3.8k Views Asked by At

I am using the diff_main method of Google's DiffMatchPatch library to get diffs which I then use in my app. Consider this case:

Old string:

Tracker.Dependency.prototype.changed = function () {
   for (var id in this._dependentsById)
     this._dependentsById[id]._compute();
};

New string:

Tracker.Dependency.prototype.changed = function () {
  for (var id in this._dependentsById)
    this._dependentsById[id]._compute();
};

Tracker.autorun = function (f) {
  constructingComputation = true;
  var c = new Tracker.Computation(f);
  return c;
};

The addition diff I get is:

;
};

Tracker.autorun = function (f) {
  constructingComputation = true;
  var c = new Tracker.Computation(f);
  return c

Whereas it would seem that for human consumption a more reasonable diff would be:

Tracker.autorun = function (f) {
  constructingComputation = true;
  var c = new Tracker.Computation(f);
  return c;
};

Is there any way I can make DiffMatchPatch produce the second result rather than the first?

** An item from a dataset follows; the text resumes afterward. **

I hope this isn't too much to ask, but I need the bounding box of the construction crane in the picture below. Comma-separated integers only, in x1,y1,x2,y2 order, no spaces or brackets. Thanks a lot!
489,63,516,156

You can see an example here: https://jsfiddle.net/puje78vL/1/

1

There are 1 best solutions below

7
On

I have created a JSFiddle based on the library's author example page (assuming that you want the Javascript version based on the question tag).

And using this code would give me what you expect:

var dmp = new diff_match_patch();

function launch() {
  var text1 = document.getElementById('text1').value;
  var text2 = document.getElementById('text2').value;

  var d = dmp.diff_main(text1, text2);
  var ds = dmp.diff_prettyHtml(d);

  document.getElementById('outputdiv').innerHTML = ds;
}

You can also look at the console and see the raw answer (the arrays) where you can also see that diff_main is returning what you are expecting. Are you doing something different? If so please share your code.

New Info

Now that you provided the full text I can give you a better answer: the result you are seeing is ok, it is just the way the algorithm works

I'll try to explain to you what is going on and how to fix this. Let's take a look at the final part of each text:

Text 1

Tracker.Dependency.prototype.changed = function () {
  for (var id in this._dependentsById)
    this._dependentsById[id]._compute();
};

Text 2

Tracker.Dependency.prototype.changed = function () {
  for (var id in this._dependentsById)
    this._dependentsById[id]._compute();
};

Tracker.autorun = function (f) {
  constructingComputation = true;
  var c = new Tracker.Computation(f);
  return c;
};

Lets notice this:

  1. The final }; of the changed function on Text 1 has no carriage return after it.
  2. The final }; of the changed function on Text 2 has carriage return after it.
  3. The final }; of the autorun function on Text 2 has no carriage return after it.

So the algorithm that calculates the diffs will match 1 with 3, leaving 2 as the added text. This is why tou are getting that output.

Now in order to get the desired output you will need to match 1 with 2. This means add a new empty line at the end of Text 1 as you can see on tour updated JSFIddle:

Tracker.Dependency.prototype.changed = function () {
  for (var id in this._dependentsById)
    this._dependentsById[id]._compute();
};[PRESS ENTER HERE TO ADD NEW LINE]

Take notice that if you use just this text the algorithm will work correctly (as I showd in my orginal answer). It is after you add some more text when this confussion starts to happen, not sure why.